To the Editor:
I believe that Seth Cropsey’s article, “Arab Money and the Universities” [April], was uninformed and unfair to Georgetown University and its Center for Contemporary Arab Studies and to my own scholarly work.
While we at the center are grateful for the generosity of the Libyan and other Arab governments, we do not honor these governments by accepting their grants. In the case of the Libyan grant, the person honored was not Colonel Muammar Qaddafi, but Umar al-Mukhtar, a revered Libyan patriot and religious leader who led the resistance to the Italian occupation of Libya. We are happy to join with the Libyans in honoring Umar al-Mukhtar.
The center strictly observes the university’s principles on fund raising. We have not solicited, nor have we been offered, any grant from an Arab or an American source that has had any strings whatever attached to it. The university has exercised exclusive control over the designation of all faculty and staff connected with the center and will continue to do so. As for the Iraqi grant, President Healy planned to use it for an Islamic philosophy position that was subsequently funded from other sources.
While the U.S. Office of Education was erroneously listed as a center supporter in one of our early reports, it has never supported the Center for Contemporary Arab Studies. It has supported the Near East Language and Area Center, which is administered in Georgetown’s School of Languages and Linguistics. The grants to the latter center have made it possible, among other things, for Georgetown to offer Hebrew, Turkish, and Persian; and we in the Center for Contemporary Arab Studies both benefit from and contribute to Georgetown’s overall competence in the Middle East as a whole. The university also accepts funds from the Jewish Community Council of greater Washington for a visiting Israeli professor in the government department. The Center for Contemporary Arab Studies, however, will not accept funds which stipulate the nationality or national origin of the teacher. We welcome applications to our Master’s Program in Arab Studies from all qualified applicants, regardless of religion, race, sex, or national origins.
As for Mr. Cropsey’s out-of-context quotations on the treatment of Libya in my book, Arab Politics, I can only urge your readers to read the entire section and also to note how I compare Libya with other political systems in the Arab world. While I believe that there have been significant positive developments under the revolutionary regime—a great improvement over the corrupt monarchy that it overthrew—I also describe serious problems of legitimacy and participation and classify it as an unstable system. Anybody with a serious interest in understanding Libya would do better to read my book than to listen to Art Buchwald, whom Mr. Cropsey quotes.
Mr. Cropsey’s reporting of the views of Clovis Maksoud would have been considerably improved by noting that Dr. Maksoud’s interpretation of the motivation for Israel’s invasion of southern Lebanon is widely shared by other observers, including reporters on the Washington Post. In this connection, it is time Mr. Cropsey learned that it is not “pro-Arab” to be critical of Israeli policy or action.

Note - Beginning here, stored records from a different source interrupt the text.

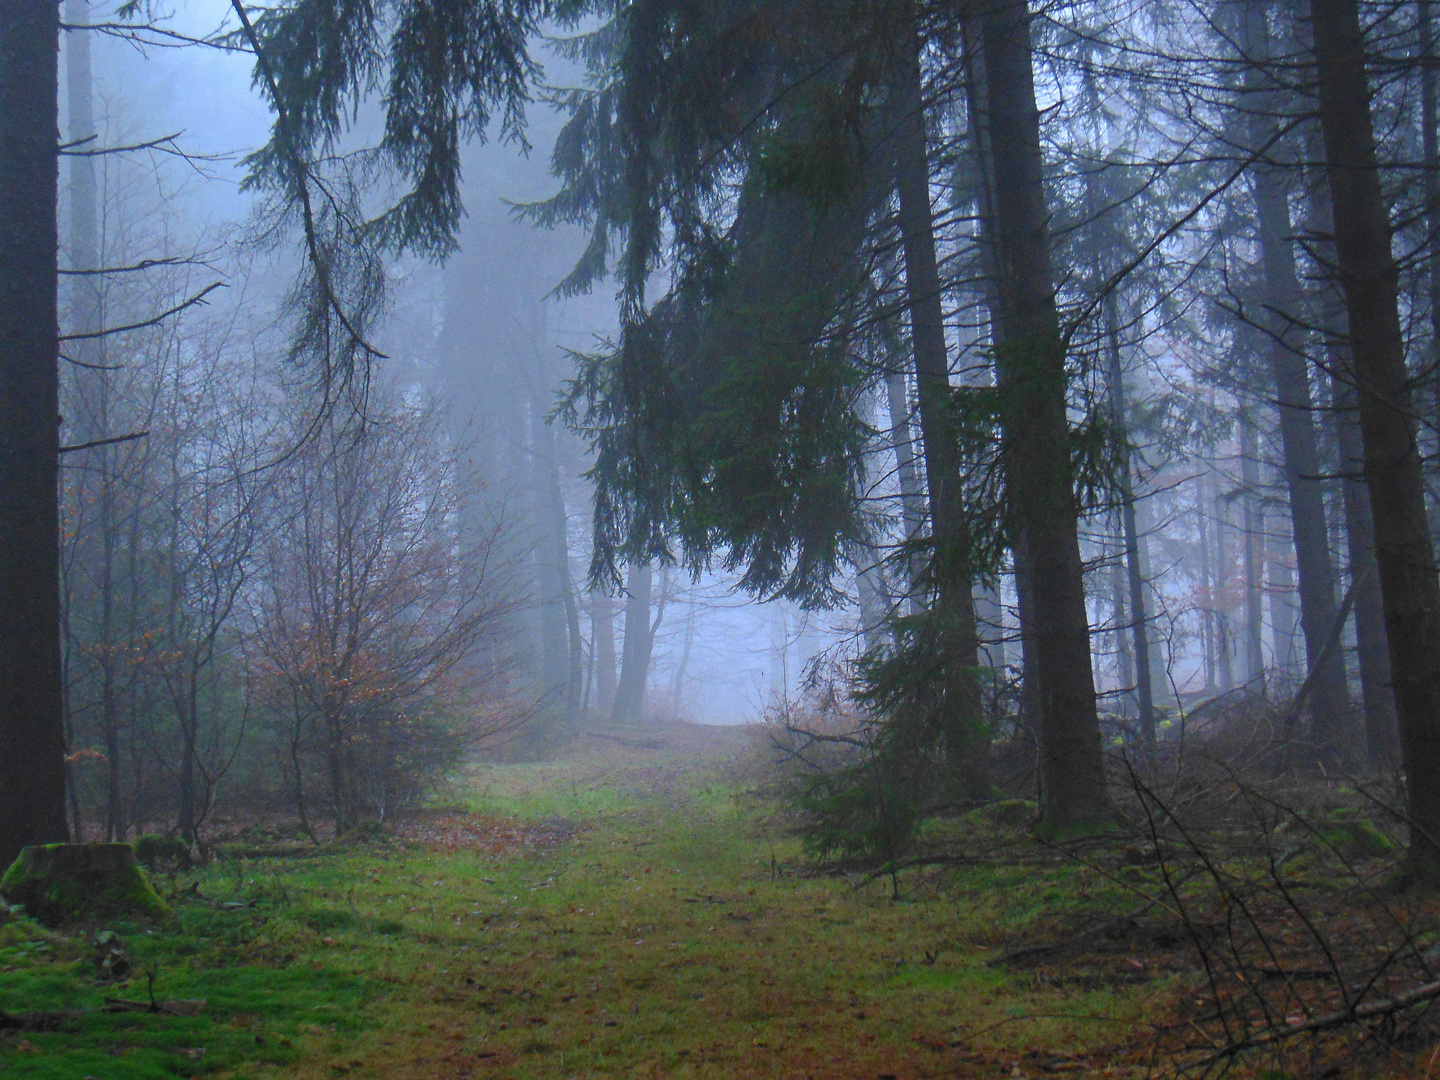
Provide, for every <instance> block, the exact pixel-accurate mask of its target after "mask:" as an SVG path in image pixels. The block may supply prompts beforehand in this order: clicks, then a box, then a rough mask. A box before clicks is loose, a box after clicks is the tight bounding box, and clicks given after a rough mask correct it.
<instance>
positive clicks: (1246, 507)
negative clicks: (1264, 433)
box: [1240, 412, 1264, 687]
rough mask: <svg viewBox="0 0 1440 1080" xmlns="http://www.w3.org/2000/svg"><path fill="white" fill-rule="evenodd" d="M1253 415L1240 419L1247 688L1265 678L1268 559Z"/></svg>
mask: <svg viewBox="0 0 1440 1080" xmlns="http://www.w3.org/2000/svg"><path fill="white" fill-rule="evenodd" d="M1259 452H1260V451H1259V448H1257V446H1256V428H1254V422H1253V420H1251V419H1250V413H1248V412H1244V413H1241V416H1240V488H1241V491H1240V514H1241V530H1243V533H1244V537H1243V543H1244V559H1246V684H1247V685H1251V687H1254V684H1256V683H1257V681H1260V680H1263V678H1264V611H1263V599H1264V589H1263V580H1264V577H1263V575H1264V557H1263V541H1261V537H1260V531H1261V524H1260V520H1261V518H1260V513H1259V510H1257V504H1259V501H1260V459H1259V456H1257V455H1259Z"/></svg>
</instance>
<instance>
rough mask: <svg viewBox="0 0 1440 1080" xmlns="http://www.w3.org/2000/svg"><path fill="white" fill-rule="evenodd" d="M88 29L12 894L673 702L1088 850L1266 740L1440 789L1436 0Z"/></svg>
mask: <svg viewBox="0 0 1440 1080" xmlns="http://www.w3.org/2000/svg"><path fill="white" fill-rule="evenodd" d="M35 7H36V4H33V3H27V1H26V0H6V6H4V12H6V14H4V20H3V23H4V24H3V26H0V39H3V40H0V46H3V48H4V49H6V55H7V56H13V58H16V59H14V60H13V65H14V66H13V68H12V71H14V72H22V71H24V72H30V75H33V78H30V79H29V82H26V81H24V79H20V78H19V76H16V78H10V76H6V84H7V88H6V94H7V95H9V96H7V99H6V101H4V102H0V107H3V108H6V109H9V111H10V112H12V114H14V112H16V111H17V109H20V105H22V104H26V102H27V104H26V108H30V111H35V108H39V111H40V112H42V114H43V112H45V108H43V104H45V101H48V99H49V98H48V95H46V94H45V92H43V91H45V88H46V86H48V85H49V84H48V82H46V78H50V76H53V78H50V82H53V85H55V88H58V91H59V98H58V99H59V105H60V109H59V114H58V117H59V121H58V122H59V141H60V144H62V147H63V150H62V153H60V156H59V158H58V163H59V171H58V173H55V163H56V157H55V154H53V150H52V151H50V153H49V158H48V160H49V164H46V166H45V167H43V168H42V167H39V166H35V164H33V160H32V161H30V166H26V160H29V158H26V160H22V158H24V154H23V153H20V150H16V148H22V150H23V147H32V148H33V145H36V140H39V138H49V137H52V135H53V134H55V132H53V131H52V130H50V128H49V127H45V124H40V121H35V122H33V124H32V127H30V128H24V130H22V128H23V124H22V121H20V120H17V118H14V117H13V115H12V118H9V120H6V121H4V122H6V124H7V125H9V127H6V128H4V130H0V140H3V141H4V145H6V147H7V150H6V151H4V154H7V156H9V157H7V161H9V164H6V166H4V168H6V170H7V171H4V173H3V176H0V183H3V184H4V187H0V194H3V197H4V199H6V203H7V204H9V206H20V204H22V202H20V200H29V202H26V203H24V204H26V206H30V207H37V209H32V210H29V212H27V213H26V215H22V217H23V219H24V220H22V222H20V225H14V223H12V225H7V226H6V228H7V229H9V232H7V233H6V236H7V240H6V243H7V245H10V246H12V249H13V251H16V252H33V251H35V249H36V245H39V246H40V248H42V249H43V246H45V230H46V229H48V228H49V219H48V217H45V215H43V210H45V207H46V189H45V176H43V173H45V170H49V174H50V176H52V179H58V187H56V189H53V192H52V194H50V202H49V206H50V209H52V210H55V212H56V222H58V238H59V261H58V268H59V274H58V276H56V272H55V271H56V266H55V265H53V264H46V258H45V252H43V251H40V253H39V255H37V256H35V258H33V259H30V261H29V262H26V259H22V258H17V259H14V265H13V266H12V268H10V269H7V271H4V272H6V274H9V275H10V276H12V278H13V279H16V281H23V282H24V285H26V288H27V289H30V292H29V294H27V292H23V291H12V294H10V297H12V298H10V300H7V301H6V304H7V307H6V310H4V312H3V318H4V320H6V325H7V330H6V334H7V337H6V341H4V344H3V350H4V353H3V356H0V364H4V366H6V369H4V370H7V372H9V370H20V369H22V367H24V366H23V364H22V361H20V357H22V354H26V356H30V357H32V360H30V367H29V369H24V370H27V372H29V373H30V374H29V377H30V379H32V382H33V386H32V389H30V390H26V389H24V386H23V384H22V383H19V382H16V383H13V386H12V389H6V390H4V392H3V393H0V397H4V400H0V419H4V418H12V419H14V420H16V423H17V425H19V426H16V428H14V432H19V433H14V432H13V433H12V435H10V436H7V438H10V439H12V442H7V444H6V445H4V448H3V451H0V452H3V454H4V455H9V456H10V459H12V461H20V459H22V458H23V454H24V448H26V446H29V445H45V439H50V444H53V438H52V436H53V433H52V432H48V431H30V429H32V428H35V410H36V402H42V405H43V392H45V387H43V382H45V377H46V376H45V364H43V363H36V361H35V359H33V357H35V356H40V354H42V353H43V351H45V348H48V347H53V344H55V337H56V331H55V323H53V321H52V323H49V324H46V320H48V318H49V315H48V314H46V311H45V310H43V308H45V305H43V304H40V302H39V301H36V300H33V297H32V298H30V300H26V297H29V295H32V294H33V295H36V297H37V295H40V292H36V289H39V288H40V287H39V285H36V284H35V281H36V275H40V276H43V275H45V274H46V266H48V265H49V279H50V284H53V285H55V288H53V289H50V294H46V295H55V297H58V298H59V301H58V302H59V315H58V320H59V321H58V327H59V330H58V336H59V348H58V351H59V356H60V361H59V386H58V395H59V415H60V418H62V422H60V428H59V435H58V438H59V451H60V452H59V456H58V461H59V474H58V481H56V482H55V487H56V490H58V491H59V537H60V543H59V549H58V550H59V569H58V583H56V588H58V596H59V618H58V624H56V625H58V628H59V629H58V635H55V638H56V641H58V642H59V652H58V655H52V654H45V655H39V654H30V652H26V648H23V647H20V645H16V642H20V641H30V639H32V638H35V635H36V634H39V638H35V639H48V638H45V635H46V632H48V631H45V626H46V625H48V622H46V621H48V619H49V621H50V622H56V619H55V618H53V612H52V613H48V609H33V605H29V606H27V603H29V602H26V603H22V602H20V600H17V599H16V598H22V596H30V595H32V593H33V592H35V590H37V589H39V590H40V592H43V590H45V589H48V588H49V585H50V580H52V576H53V575H50V572H48V570H45V567H43V562H45V557H42V556H37V554H36V552H42V549H43V547H45V544H43V543H42V541H40V540H36V537H37V536H42V533H39V531H36V533H35V534H32V536H29V539H26V537H24V536H22V534H20V533H23V531H24V530H23V527H22V526H32V527H35V528H36V530H39V528H42V527H48V526H49V521H48V520H46V513H48V511H46V508H45V500H43V498H42V495H43V494H45V491H48V488H46V484H50V482H52V480H53V478H48V477H45V475H32V477H29V478H19V477H12V478H10V480H3V478H0V480H3V482H0V494H3V495H4V498H7V500H10V507H12V508H10V510H9V511H7V513H9V516H10V518H12V526H10V527H7V528H9V531H10V533H13V534H14V536H12V537H10V539H9V541H7V543H9V546H7V547H6V549H4V554H3V559H0V577H3V579H4V580H7V582H10V583H9V585H4V592H3V596H0V603H9V605H10V611H12V615H13V616H14V619H19V622H14V624H13V625H10V626H7V628H6V631H4V634H7V635H12V638H10V641H12V647H7V649H4V651H7V652H9V654H12V655H9V657H7V658H4V671H3V672H0V685H3V687H4V698H3V706H0V707H3V708H4V710H6V711H4V717H6V720H4V723H6V727H4V734H3V737H4V740H6V743H4V749H3V753H4V762H6V766H4V768H6V769H7V770H10V775H12V779H14V785H19V786H14V785H12V789H10V792H9V793H7V796H6V798H7V799H9V804H7V809H6V811H4V814H6V818H4V821H7V822H12V824H9V825H6V829H7V835H6V842H7V844H10V848H6V851H4V852H0V854H4V855H9V854H12V848H14V847H19V844H22V842H29V841H39V840H52V838H58V837H59V835H62V834H65V832H66V831H68V832H69V834H71V835H76V837H79V835H86V837H98V835H104V837H114V838H122V837H127V835H132V834H135V832H137V831H154V829H158V831H168V829H174V831H179V832H180V834H181V835H183V837H184V838H186V840H187V841H192V842H194V841H203V837H204V834H206V829H210V828H215V827H216V824H217V822H222V821H228V819H235V818H243V816H245V815H255V814H282V815H288V816H292V818H298V819H300V821H301V822H302V825H304V828H305V829H307V831H308V832H311V835H312V837H315V838H320V837H323V835H330V834H338V832H341V831H344V829H346V828H350V827H353V825H356V824H357V822H361V821H366V819H372V818H377V816H379V818H383V816H386V815H390V814H395V812H397V811H402V809H405V808H408V806H412V805H415V804H416V802H418V801H420V799H423V798H426V796H428V795H429V793H431V791H432V789H433V785H435V783H436V782H438V780H439V779H441V778H444V776H445V775H446V773H448V772H451V770H454V769H455V768H458V765H459V763H461V762H462V760H465V759H467V756H469V755H474V753H504V755H511V756H524V755H541V753H546V750H547V749H549V747H553V746H554V744H557V742H560V740H566V739H573V737H576V736H580V737H585V733H586V732H588V730H590V729H592V727H593V726H596V724H600V723H611V721H613V723H621V724H629V726H636V727H639V729H642V727H644V726H645V724H647V723H648V721H652V720H661V719H687V720H700V721H708V723H740V721H746V720H755V719H759V717H760V716H762V714H769V716H770V717H772V719H775V717H780V719H786V720H791V721H792V723H796V724H804V723H814V720H815V717H816V716H821V717H825V716H829V714H832V713H834V711H835V710H840V711H841V713H845V714H847V716H848V717H850V719H851V720H852V721H854V723H855V724H858V726H860V727H863V729H864V730H867V732H870V736H867V737H870V739H871V742H870V744H871V746H873V747H878V749H876V750H874V753H876V755H878V760H880V762H881V765H880V766H878V768H880V769H881V772H884V770H893V773H887V775H893V776H899V778H906V782H913V783H914V785H916V786H917V791H923V792H927V795H926V796H924V798H933V799H935V801H936V802H937V804H948V802H956V801H959V802H966V801H975V799H986V798H991V796H992V795H995V793H996V791H998V788H996V785H999V788H1004V786H1005V785H1020V788H1018V789H1017V791H1018V793H1037V792H1038V795H1040V799H1041V806H1043V809H1044V814H1045V822H1047V827H1048V828H1054V829H1057V831H1061V832H1064V831H1067V829H1077V828H1081V829H1083V828H1090V827H1094V825H1097V824H1099V822H1103V821H1104V819H1106V815H1107V798H1106V769H1107V765H1106V762H1107V760H1113V757H1115V756H1116V755H1122V753H1123V755H1128V756H1129V757H1130V759H1132V760H1139V762H1145V760H1153V759H1155V757H1156V756H1164V755H1166V753H1174V750H1175V747H1178V746H1179V744H1181V740H1182V739H1187V737H1188V739H1205V737H1210V736H1215V734H1220V733H1223V732H1228V733H1231V734H1233V733H1234V732H1236V730H1237V729H1236V726H1237V724H1241V726H1250V727H1248V729H1247V730H1250V732H1251V734H1253V736H1254V747H1256V753H1257V755H1267V756H1266V763H1267V765H1269V763H1272V762H1273V763H1274V768H1280V769H1295V770H1300V772H1309V770H1315V769H1325V770H1331V772H1336V770H1341V772H1344V770H1352V772H1364V770H1388V769H1394V768H1397V766H1400V768H1405V769H1410V770H1411V776H1414V775H1417V773H1416V772H1414V770H1416V769H1417V768H1420V766H1421V762H1428V760H1430V757H1428V756H1427V755H1431V753H1434V752H1436V747H1437V743H1436V740H1437V737H1440V734H1437V732H1440V668H1437V664H1440V658H1437V657H1440V652H1437V651H1436V648H1440V641H1436V634H1437V632H1440V628H1437V626H1436V624H1434V613H1433V612H1434V608H1433V605H1431V603H1430V600H1431V599H1440V598H1437V595H1436V593H1437V585H1436V570H1434V557H1433V539H1431V537H1433V528H1431V523H1433V518H1434V513H1436V511H1434V507H1433V505H1431V503H1433V484H1434V480H1436V477H1434V468H1433V461H1434V455H1436V448H1437V441H1436V418H1437V416H1440V406H1437V402H1440V396H1437V393H1436V377H1434V372H1436V341H1437V340H1440V330H1437V327H1440V300H1437V298H1440V269H1437V266H1436V259H1434V256H1436V246H1437V240H1436V230H1437V223H1440V217H1437V213H1440V210H1437V200H1440V180H1437V176H1440V173H1437V168H1440V166H1437V153H1440V150H1437V141H1436V138H1437V137H1436V108H1437V105H1436V91H1434V69H1433V63H1431V60H1433V33H1431V29H1430V7H1428V3H1418V4H1398V6H1382V7H1377V6H1361V7H1359V9H1356V7H1355V4H1351V3H1348V0H1313V3H1312V4H1310V6H1305V4H1300V6H1284V4H1267V3H1250V1H1248V0H1244V1H1241V0H1223V1H1221V3H1215V4H1210V6H1200V7H1182V6H1171V4H1123V3H1119V4H1117V3H1077V4H1068V6H1054V7H1044V9H1043V7H1038V6H1030V7H1027V6H1025V4H1022V3H996V4H979V6H975V7H973V9H971V7H965V9H956V7H955V6H946V4H924V3H894V4H834V3H827V4H806V3H793V4H792V3H783V4H769V3H766V4H752V3H707V4H698V6H672V4H662V3H635V4H629V3H626V4H616V3H596V4H585V3H549V4H546V3H536V4H511V6H494V4H485V3H468V4H441V6H439V7H438V10H441V9H442V10H444V12H445V13H446V14H452V16H455V19H456V22H455V23H454V24H451V23H445V20H442V19H441V20H436V22H433V23H428V22H425V19H422V17H420V12H419V6H416V4H397V6H396V7H395V10H393V12H390V13H389V14H387V16H386V19H384V20H380V22H376V23H374V24H372V23H367V22H366V17H363V16H356V14H353V13H350V14H341V13H340V10H338V9H336V7H334V6H333V4H327V3H321V0H305V3H301V4H298V6H294V7H287V9H246V12H248V20H249V22H251V27H249V29H246V27H243V26H240V24H239V22H238V16H236V9H228V7H225V6H213V7H194V9H186V10H184V12H181V13H180V16H179V19H177V20H176V22H164V20H158V19H157V20H154V22H148V20H147V19H148V16H147V13H145V12H137V10H124V12H114V10H111V9H107V7H102V6H96V7H89V6H86V4H85V3H84V0H68V3H66V6H65V16H63V19H65V22H66V24H68V29H65V30H63V32H60V30H58V29H56V27H55V26H53V23H46V22H45V19H43V17H42V16H40V14H36V12H35V10H32V9H35ZM462 16H464V17H462ZM482 16H484V17H482ZM27 19H29V20H32V22H29V23H27V22H26V20H27ZM465 19H471V22H465ZM337 20H340V22H337ZM344 20H350V23H346V22H344ZM351 23H353V24H351ZM86 24H88V26H89V29H85V26H86ZM317 26H318V27H328V29H327V32H325V33H312V30H314V29H315V27H317ZM216 27H219V29H216ZM1361 30H1362V33H1361ZM46 33H50V35H52V36H53V35H55V33H60V36H62V46H63V48H62V52H60V59H59V65H60V66H59V68H58V69H52V71H49V76H48V75H46V71H40V69H39V68H35V69H33V71H32V68H33V65H40V66H42V68H43V58H42V56H40V55H39V52H35V49H36V48H37V46H35V37H36V35H39V36H40V37H43V36H45V35H46ZM327 33H328V35H331V36H327ZM1356 35H1359V36H1356ZM181 36H183V37H189V39H199V40H181ZM442 42H444V43H445V45H446V49H448V50H449V52H445V50H441V53H445V55H444V56H441V55H439V53H435V52H429V53H428V52H426V50H425V48H422V46H425V45H439V43H442ZM256 46H258V49H259V52H258V55H256ZM26 49H30V52H26ZM377 58H379V59H377ZM324 60H328V62H330V63H331V66H330V68H327V66H325V63H324ZM24 65H32V68H27V66H24ZM347 65H348V68H347ZM36 72H37V73H36ZM252 72H253V76H255V78H253V84H252V85H251V88H249V89H246V78H248V76H249V73H252ZM157 86H166V92H164V94H161V95H157V94H156V88H157ZM207 86H220V88H223V95H220V96H215V95H210V96H200V95H202V91H203V88H207ZM37 88H39V89H37ZM26 94H29V95H30V96H27V98H26V96H24V95H26ZM36 102H40V105H39V107H36ZM20 111H23V109H20ZM266 117H268V118H269V121H272V122H274V127H271V130H269V131H268V132H265V131H264V124H265V122H266V121H265V118H266ZM42 120H46V117H43V115H42ZM53 120H55V117H53V115H52V117H49V120H46V122H49V121H53ZM176 131H179V134H174V137H173V138H171V132H176ZM266 138H268V143H266V141H265V140H266ZM526 138H527V140H528V141H530V143H531V144H533V148H531V150H530V153H528V154H526V153H523V147H521V143H523V140H526ZM26 140H29V141H26ZM157 140H158V141H157ZM52 141H53V140H52ZM262 143H264V148H261V150H259V153H255V151H256V148H258V147H259V145H261V144H262ZM124 147H131V148H124ZM369 147H379V150H376V151H370V150H367V148H369ZM91 150H94V151H95V153H91ZM101 151H104V153H101ZM32 157H33V156H32ZM27 167H29V171H26V168H27ZM242 180H243V183H242V184H240V189H239V190H236V183H238V181H242ZM26 184H29V186H26ZM56 193H58V194H56ZM461 206H464V213H461ZM37 215H39V216H37ZM23 225H27V226H29V228H30V229H32V233H33V235H22V232H23V229H22V226H23ZM49 236H50V238H52V240H53V236H55V233H53V232H52V233H49ZM42 291H43V289H42ZM36 321H39V323H36ZM36 325H39V328H35V327H36ZM48 325H49V330H48V328H46V327H48ZM26 327H30V328H29V330H26ZM22 331H23V333H22ZM24 334H29V337H26V336H24ZM22 338H23V340H22ZM26 348H29V350H30V351H29V353H26ZM52 351H53V350H52ZM17 364H19V366H20V367H16V366H17ZM36 380H37V382H36ZM35 387H39V389H35ZM6 395H9V397H6ZM36 395H40V396H36ZM42 412H43V409H42ZM22 420H23V423H22ZM26 425H29V426H26ZM42 426H43V425H42ZM22 429H23V431H22ZM24 431H30V435H29V436H26V438H30V439H32V444H24V442H16V439H22V436H24ZM36 441H37V442H36ZM55 449H56V448H55V446H53V445H50V451H49V452H50V456H55ZM16 455H20V456H16ZM0 471H3V469H0ZM22 480H23V484H22ZM17 484H19V485H20V487H16V485H17ZM24 492H29V494H24ZM22 495H23V498H22ZM26 500H27V501H26ZM36 500H39V501H36ZM14 523H19V524H14ZM42 540H43V536H42ZM42 554H43V552H42ZM46 557H48V556H46ZM36 560H39V562H36ZM36 567H39V569H36ZM6 598H9V599H6ZM42 606H43V605H42ZM22 609H23V611H22ZM22 616H23V618H22ZM26 619H27V622H26ZM36 628H39V629H36ZM42 644H43V641H42ZM40 652H45V649H43V648H42V649H40ZM37 657H39V658H37ZM46 657H49V660H46ZM52 661H53V662H52ZM48 664H49V665H50V667H55V671H53V672H52V671H50V670H49V668H48V667H46V665H48ZM56 665H58V667H56ZM40 684H43V685H40ZM46 687H50V690H53V691H55V693H53V694H50V696H49V697H48V694H49V691H48V690H46ZM827 710H829V711H827ZM806 717H808V719H806ZM831 719H832V717H831ZM829 721H831V720H825V723H829ZM60 742H63V786H56V778H58V769H59V763H60V757H62V755H59V749H60ZM39 759H43V760H45V762H48V763H49V765H53V766H55V768H53V769H52V770H50V773H45V769H43V768H35V769H32V766H30V765H29V762H32V760H39ZM1015 762H1020V763H1021V765H1020V766H1015ZM49 765H48V766H46V768H49ZM22 773H29V776H22ZM42 773H45V775H48V776H49V779H45V776H43V775H42ZM59 791H63V804H65V805H63V806H59V805H58V804H56V801H55V793H56V792H59ZM32 796H33V798H32ZM1426 798H1427V796H1426V795H1424V793H1423V792H1417V791H1416V788H1414V785H1413V786H1411V792H1410V799H1411V802H1410V809H1408V814H1410V816H1411V819H1413V824H1417V829H1418V831H1417V832H1416V838H1414V844H1416V851H1417V852H1418V854H1417V855H1416V858H1417V860H1418V864H1420V865H1421V868H1423V870H1426V873H1430V870H1431V868H1433V867H1431V863H1433V860H1434V851H1433V844H1431V842H1430V841H1427V840H1424V837H1426V835H1427V834H1426V832H1424V828H1423V822H1426V821H1431V819H1433V821H1434V822H1436V824H1440V812H1436V808H1430V806H1428V804H1427V802H1426ZM22 799H24V801H26V805H24V806H23V805H22ZM1417 799H1418V801H1417ZM48 801H49V802H48ZM27 806H29V808H27ZM35 806H49V809H46V811H43V812H40V811H36V809H33V808H35ZM46 815H48V816H46Z"/></svg>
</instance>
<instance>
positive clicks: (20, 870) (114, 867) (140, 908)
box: [0, 844, 173, 926]
mask: <svg viewBox="0 0 1440 1080" xmlns="http://www.w3.org/2000/svg"><path fill="white" fill-rule="evenodd" d="M0 894H3V896H4V899H6V900H7V901H9V903H12V904H20V906H22V907H24V910H26V913H27V914H30V916H32V917H35V919H37V920H39V922H42V923H45V924H46V926H60V924H62V923H66V922H73V920H78V919H96V917H108V916H115V914H138V916H143V917H145V919H154V920H160V922H164V920H168V919H171V917H173V916H171V913H170V909H168V907H167V906H166V901H164V900H161V899H160V894H158V893H157V891H156V890H154V886H151V884H150V878H148V877H147V876H145V871H144V870H141V867H140V864H138V863H137V861H135V850H134V848H132V847H131V845H130V844H40V845H35V847H27V848H24V850H23V851H20V855H19V858H16V861H14V863H12V864H10V868H9V870H7V871H6V873H4V877H3V878H0Z"/></svg>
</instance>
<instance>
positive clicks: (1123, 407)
mask: <svg viewBox="0 0 1440 1080" xmlns="http://www.w3.org/2000/svg"><path fill="white" fill-rule="evenodd" d="M1104 337H1106V360H1107V364H1109V373H1107V374H1109V379H1107V382H1109V383H1110V410H1112V413H1113V415H1115V425H1116V429H1117V438H1119V439H1120V441H1122V446H1123V449H1122V455H1123V458H1122V461H1120V526H1122V528H1123V531H1125V572H1126V573H1125V576H1126V585H1128V588H1129V609H1130V641H1132V642H1133V652H1135V700H1136V704H1138V706H1139V717H1140V744H1142V749H1143V750H1145V753H1152V752H1153V750H1155V688H1153V685H1152V684H1151V639H1149V622H1148V619H1146V618H1145V576H1143V575H1142V573H1140V534H1139V528H1136V524H1135V482H1133V478H1132V475H1130V445H1129V436H1128V433H1126V432H1128V431H1129V428H1128V410H1126V405H1125V369H1123V367H1122V364H1120V327H1119V317H1117V312H1116V310H1115V295H1113V294H1112V295H1109V297H1106V298H1104Z"/></svg>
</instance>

Finally, Mr. Cropsey’s implication that Georgetown has “relaxed or waived” its “academic standards” in pursuit of contributions from Arab sources is too serious a charge to be leveled (and to be printed) without the facts. Should Mr. Cropsey or any of your readership wish to learn the facts of our academic program and standards, we would be pleased to hear from them or be visited by them.
Michael C. Hudson
Director, Center for Contemporary Arab Studies
Georgetown University
Washington, D.C.
_____________
Seth Cropsey writes:
Michael C. Hudson claims that Georgetown does not honor its foreign donors by accepting their money. This is at best self-deception. The honor of being a benefactor to a valuable institution is in fact an important motive in making gifts. If it were not, there would be no disgrace in having a gift rejected by the intended beneficiary, and there would similarly be no objection like the one raised at Harvard this spring to the donations of an entrepreneur who maintained important South African holdings.
Beyond the issue of whether one approves a benefactor by accepting his gift is the more complicated issue of how the gift is put to use. Under ideal circumstances, universities express their gratitude to donors by pursuing the standard of academic objectivity they both claim to revere. This changes when a university confuses its essential purpose with that of a government agency, private business, or foreign government.
Mr. Hudson’s remonstrances notwithstanding, his praise of Colonel Qaddafi in Arab Politics is extravagant, and its appearance in a scholarly work makes a thoughtful reader wonder about the author’s ongoing relationship with his subject and with his center’s benefactor, the government of Libya.
Clovis Maksoud’s interpretation of Israel’s motives in invading southern Lebanon raises the same issue. Whether Washington Post reporters share his view that territorial gains were Israel’s true aim is as irrelevant as whether it is “pro-Arab” to criticize Israeli policy. The point is that Mr. Maksoud presented his opinion publicly as an official of a university which is indebted to the very foreign government whose political positions his remarks support.
In his haste to uphold his colleague’s political arguments, Mr. Hudson demonstrates an insensitivity to the real, and larger, issue of the connection between a university’s sources of support and its ideological inclinations. In my article I stated that such insensitivity will force universities to become ideological battlegrounds. By calling attention to the fact that Georgetown “also accepts funds from the Jewish Community Council of greater Washington for a visiting Israeli professor,” Mr. Hudson inadvertently reveals that Georgetown has taken something of a lead in that direction.